In my Python C Extension I am performing actions on an iterable of strings. So in a first step I call PySequence_Fast
to convert it to a list and then iterate over the elements. For each string I use PyUnicode_DATA
and then compare the strings using some criteria. So I only read from PyObjects, but never modify them.
Now I would like to process the list in parallel, which would require me to release the GIL. However I do not know which effects this has on my use case. Here are my current thoughts:
I can still use those APIs, since they are only macros, that directly read from the PyObjects without modifying them.
I have to use the APIs beforehand and store a array of structs that hold
kind
,length
anddata pointer
of the stringsI have to use the APis beforehand and have to store a copy of the strings in a array
Case 1 would be the most performant and memory efficient.
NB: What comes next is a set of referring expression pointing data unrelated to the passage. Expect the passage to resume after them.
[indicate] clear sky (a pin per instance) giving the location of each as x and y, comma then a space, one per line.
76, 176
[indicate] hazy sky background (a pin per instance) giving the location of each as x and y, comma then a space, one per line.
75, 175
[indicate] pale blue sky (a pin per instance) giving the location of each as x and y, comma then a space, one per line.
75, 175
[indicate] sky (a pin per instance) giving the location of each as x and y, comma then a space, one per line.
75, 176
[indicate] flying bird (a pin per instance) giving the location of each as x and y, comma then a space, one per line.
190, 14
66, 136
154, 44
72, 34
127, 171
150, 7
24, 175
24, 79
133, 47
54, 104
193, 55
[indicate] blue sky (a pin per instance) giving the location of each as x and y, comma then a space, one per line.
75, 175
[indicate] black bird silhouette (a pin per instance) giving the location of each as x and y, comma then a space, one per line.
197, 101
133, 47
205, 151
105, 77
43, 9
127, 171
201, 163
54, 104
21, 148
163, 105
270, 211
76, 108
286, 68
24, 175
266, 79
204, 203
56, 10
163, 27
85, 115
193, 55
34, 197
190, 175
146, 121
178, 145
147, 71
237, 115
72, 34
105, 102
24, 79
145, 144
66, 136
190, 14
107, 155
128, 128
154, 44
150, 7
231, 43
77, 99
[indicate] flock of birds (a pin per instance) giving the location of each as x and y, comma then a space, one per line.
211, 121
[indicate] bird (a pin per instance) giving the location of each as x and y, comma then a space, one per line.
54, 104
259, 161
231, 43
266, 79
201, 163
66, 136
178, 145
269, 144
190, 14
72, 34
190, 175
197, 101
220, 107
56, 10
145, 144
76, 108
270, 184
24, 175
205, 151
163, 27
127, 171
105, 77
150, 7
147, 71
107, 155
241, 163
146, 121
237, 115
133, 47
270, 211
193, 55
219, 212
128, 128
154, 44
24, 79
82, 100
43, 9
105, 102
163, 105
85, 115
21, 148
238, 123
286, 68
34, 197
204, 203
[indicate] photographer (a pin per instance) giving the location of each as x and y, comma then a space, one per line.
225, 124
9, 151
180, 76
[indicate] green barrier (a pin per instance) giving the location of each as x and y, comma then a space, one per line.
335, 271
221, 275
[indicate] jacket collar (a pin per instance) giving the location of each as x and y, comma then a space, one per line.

However it is stated, that without acquiring the GIL it is not allowed to perform on Python objects (does this include reading access) or use Python/C API functions.
Case 2 would be the next most efficient, since at least I do not have to copy all strings. However when I am not allowed to read from Python objects while the GIL is released, I wonder whether I would even be allowed to use a pointer to the data inside the PyObject.
Case 3 would require me to copy all strings. In my case this might make the multithreaded solution slower than a sequential solutions.
I hope someone can help me understand what I am allowed to do while the GIL is released.